There are some other contributions which cut across both the private and public sectors, including community service. He has, for instance, been Chairman of Williams Street Trustees; Chairman of Investment Committee of UBA Trustees Limited; Director and Chairman of the Finance and Investment Committee of Universe Re-insurance Company; President of the Metropolitan Club in Victoria Island, Lagos; Founder and Council member of the Nigerian Conservation Foundation; and Founder, and Chairman of the Board of Trustees of the Musical Society of Nigeria (MUSON).
Williams‘ retirement in 1983 from the firm he founded over three decades earlier was historic in many respects. First, he retired before the age stipulated in the Partnership Agreement. Secondly, he also became the first Nigerian Chartered Accountant to retire from the firm he founded, with the original name of the firm remaining intact. Finally, by the time he retired, he did not only make a name for himself nationally and internationally, but had also guided the firm, with the cooperation of committed and dedicated partners and staff, to expand the area of operations beyond the shores of Nigeria. His retirement thus became both a national and an international event.
Williams‘ interest is not limited to Accountancy. His interest in classical music can be traced to his student days in the United Kingdom. Although he is not a professional musician, he has good ears for music. It was his dream then to establish in Nigeria a Music Academy as a way of enhancing the cultural life of the country. It took time to identify like-minded Nigerians who shared his interest in classical music. He finally found them, and together, they founded MUSON, a non-profit making organisation.
Williams has been honoured a good number of times by various bodies and organisations. Most notably is the honour by the Federal Government of Nigeria who conferred on him, the honour of Commander of the Federal Republic of Nigeria (CFR). He was also awarded the Honorary Commander of the Most Excellent Order of the British Empire (CBE), 1997 - for services to the accountancy profession, the promotion of art and music through The Musical Society of Nigeria (MUSON) and encouraging friendly relationship between Nigeria and Britain.
Not only that, he is Knight of the Order of Rio Branco of the Federative Republic of Brazil; First Gold Medallist, Institute of Chartered Accountants of Nigeria, 1988; and was honoured by the Harvard Business School Association of Nigeria as The Business Statesman for 1992.

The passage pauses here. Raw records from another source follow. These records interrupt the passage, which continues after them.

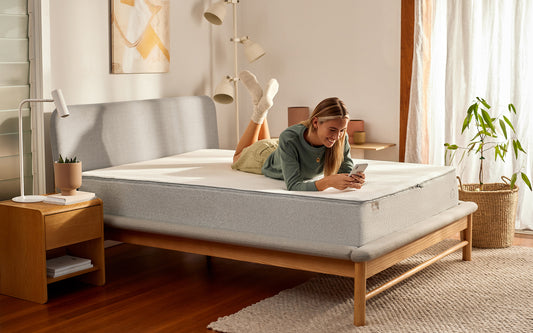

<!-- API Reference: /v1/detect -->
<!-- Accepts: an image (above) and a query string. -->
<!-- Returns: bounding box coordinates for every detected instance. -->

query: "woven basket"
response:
[457,177,518,248]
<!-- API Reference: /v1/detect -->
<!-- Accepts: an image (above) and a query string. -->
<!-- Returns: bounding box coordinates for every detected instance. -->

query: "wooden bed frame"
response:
[50,96,474,326]
[105,214,472,326]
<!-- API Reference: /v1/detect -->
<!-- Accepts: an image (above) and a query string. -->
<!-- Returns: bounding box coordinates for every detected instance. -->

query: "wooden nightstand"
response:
[350,142,396,158]
[0,199,105,304]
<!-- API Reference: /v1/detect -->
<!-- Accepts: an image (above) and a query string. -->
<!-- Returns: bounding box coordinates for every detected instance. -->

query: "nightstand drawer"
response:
[44,206,103,250]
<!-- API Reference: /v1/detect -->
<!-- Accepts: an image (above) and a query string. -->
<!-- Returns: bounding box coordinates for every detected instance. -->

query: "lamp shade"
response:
[242,38,265,62]
[204,0,226,25]
[213,77,234,104]
[52,89,70,118]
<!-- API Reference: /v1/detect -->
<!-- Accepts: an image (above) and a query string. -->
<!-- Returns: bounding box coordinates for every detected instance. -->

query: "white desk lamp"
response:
[12,89,70,202]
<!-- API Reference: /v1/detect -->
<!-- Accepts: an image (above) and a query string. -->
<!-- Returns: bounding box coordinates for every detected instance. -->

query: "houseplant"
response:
[54,155,81,195]
[444,97,532,248]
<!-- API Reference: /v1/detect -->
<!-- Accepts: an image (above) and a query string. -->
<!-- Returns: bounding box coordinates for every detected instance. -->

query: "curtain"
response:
[0,0,33,200]
[405,0,533,229]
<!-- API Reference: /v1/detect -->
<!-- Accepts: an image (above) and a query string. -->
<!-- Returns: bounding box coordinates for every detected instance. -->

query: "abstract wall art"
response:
[110,0,170,74]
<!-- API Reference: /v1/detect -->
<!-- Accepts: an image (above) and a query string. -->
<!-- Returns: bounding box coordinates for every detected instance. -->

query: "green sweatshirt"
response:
[261,124,353,191]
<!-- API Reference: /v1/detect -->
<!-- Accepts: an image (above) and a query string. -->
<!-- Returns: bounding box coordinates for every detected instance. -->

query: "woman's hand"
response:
[315,172,365,191]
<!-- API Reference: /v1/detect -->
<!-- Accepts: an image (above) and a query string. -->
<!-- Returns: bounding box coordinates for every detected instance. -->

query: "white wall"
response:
[233,0,401,161]
[46,0,401,189]
[44,0,213,190]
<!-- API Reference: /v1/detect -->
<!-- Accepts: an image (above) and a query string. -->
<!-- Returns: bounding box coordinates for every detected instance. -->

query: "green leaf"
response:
[481,109,496,132]
[511,173,518,189]
[446,145,459,150]
[461,113,472,134]
[522,172,533,191]
[476,97,490,109]
[503,116,516,133]
[516,140,527,154]
[513,140,518,158]
[500,119,507,140]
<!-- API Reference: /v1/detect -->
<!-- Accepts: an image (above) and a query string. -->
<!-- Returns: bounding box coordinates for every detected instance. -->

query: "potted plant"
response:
[444,97,532,248]
[54,155,81,196]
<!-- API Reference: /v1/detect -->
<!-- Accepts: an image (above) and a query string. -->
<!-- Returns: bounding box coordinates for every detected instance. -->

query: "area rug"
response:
[208,240,533,333]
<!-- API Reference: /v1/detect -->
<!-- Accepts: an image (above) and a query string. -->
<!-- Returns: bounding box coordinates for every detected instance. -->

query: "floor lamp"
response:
[204,0,265,142]
[12,89,70,202]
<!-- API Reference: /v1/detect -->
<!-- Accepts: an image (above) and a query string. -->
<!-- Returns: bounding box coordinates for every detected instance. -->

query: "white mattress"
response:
[82,149,458,247]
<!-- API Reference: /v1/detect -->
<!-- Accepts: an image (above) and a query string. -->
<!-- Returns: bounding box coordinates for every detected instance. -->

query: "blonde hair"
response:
[301,97,350,176]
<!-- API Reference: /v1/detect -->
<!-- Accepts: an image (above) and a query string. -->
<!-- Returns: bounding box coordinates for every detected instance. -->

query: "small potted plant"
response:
[444,97,532,248]
[54,155,81,196]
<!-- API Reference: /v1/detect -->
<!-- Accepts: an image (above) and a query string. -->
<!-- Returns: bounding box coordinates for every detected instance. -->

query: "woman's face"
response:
[313,118,349,148]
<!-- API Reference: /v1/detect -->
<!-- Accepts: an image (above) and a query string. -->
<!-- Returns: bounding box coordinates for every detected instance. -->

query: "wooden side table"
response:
[0,198,105,304]
[350,142,396,159]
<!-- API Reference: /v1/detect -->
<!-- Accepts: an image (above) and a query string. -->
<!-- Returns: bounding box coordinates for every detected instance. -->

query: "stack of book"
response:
[46,255,93,278]
[44,191,96,205]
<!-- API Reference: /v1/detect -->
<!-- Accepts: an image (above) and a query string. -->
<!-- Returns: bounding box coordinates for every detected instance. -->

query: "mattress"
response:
[82,149,458,247]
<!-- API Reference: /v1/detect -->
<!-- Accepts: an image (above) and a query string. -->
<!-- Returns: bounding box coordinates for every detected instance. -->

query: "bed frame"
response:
[105,210,472,326]
[50,96,477,326]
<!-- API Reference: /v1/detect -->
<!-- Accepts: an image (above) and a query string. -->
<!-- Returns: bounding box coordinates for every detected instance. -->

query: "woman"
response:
[232,71,365,191]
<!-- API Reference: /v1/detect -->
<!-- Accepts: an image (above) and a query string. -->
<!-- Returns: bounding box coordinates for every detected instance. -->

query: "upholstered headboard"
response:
[50,96,219,171]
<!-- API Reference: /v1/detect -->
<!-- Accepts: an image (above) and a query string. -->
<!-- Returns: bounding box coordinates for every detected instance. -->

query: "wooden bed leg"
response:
[353,262,366,326]
[461,214,474,261]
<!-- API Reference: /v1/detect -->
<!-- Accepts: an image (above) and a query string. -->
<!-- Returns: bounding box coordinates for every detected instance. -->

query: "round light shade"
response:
[213,77,233,104]
[52,89,70,117]
[204,0,226,25]
[242,38,265,62]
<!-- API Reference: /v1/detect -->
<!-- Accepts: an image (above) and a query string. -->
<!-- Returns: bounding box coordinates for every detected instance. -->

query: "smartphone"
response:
[350,163,368,176]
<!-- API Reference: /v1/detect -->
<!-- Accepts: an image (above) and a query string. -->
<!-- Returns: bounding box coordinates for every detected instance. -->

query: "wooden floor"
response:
[0,235,533,333]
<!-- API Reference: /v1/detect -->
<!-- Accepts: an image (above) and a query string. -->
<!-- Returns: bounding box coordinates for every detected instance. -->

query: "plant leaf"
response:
[500,119,507,140]
[522,172,533,191]
[511,172,518,189]
[461,112,472,134]
[503,116,516,133]
[481,109,496,132]
[476,97,490,109]
[516,139,527,154]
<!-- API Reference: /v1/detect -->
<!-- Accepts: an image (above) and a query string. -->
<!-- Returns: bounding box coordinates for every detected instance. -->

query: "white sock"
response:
[239,71,263,106]
[252,79,279,124]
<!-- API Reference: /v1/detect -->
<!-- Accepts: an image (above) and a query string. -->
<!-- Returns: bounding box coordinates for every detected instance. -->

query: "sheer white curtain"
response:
[405,0,533,229]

He has served as chairman or member on a number of public concerns in Nigeria such as: International Lions Club District 404 - Founding Member of the Club in Nigeria and its Doyen; the Metropolitan Club (Member); and President, (1988 to 1993); Business Club, Ikeja (Honorary Member); Ikoyi Club 1933 (Member); Patron, Nigeria-Britain Association; Patron, Lagos Business School; Patron, Nigerian National Committee of United World Colleges.
One cannot talk about Mr. Akintola Williams without talking about his late wife Mrs. Oye Williams, who knew how to build her home like the wise woman of the Bible. The late Oye Williams was the first secretary of his firm, Akintola Williams & Co. She worked late into the night to ensure that reports and accounts were typed and bound up in the way that became the firm‘s house style. She would always be remembered for her great contribution to the growth of the firm.
She was the strong support he had from the day he decided not to renew his contract with the civil service and established the firm Akintola Williams & Co, and MUSON up to the time of her death in 2009.
Mr. Akintola Williams retired in March 1983 as Managing Partner of Akintola Williams & Co., a member firm of Deloitte Touche Tohmatsu International.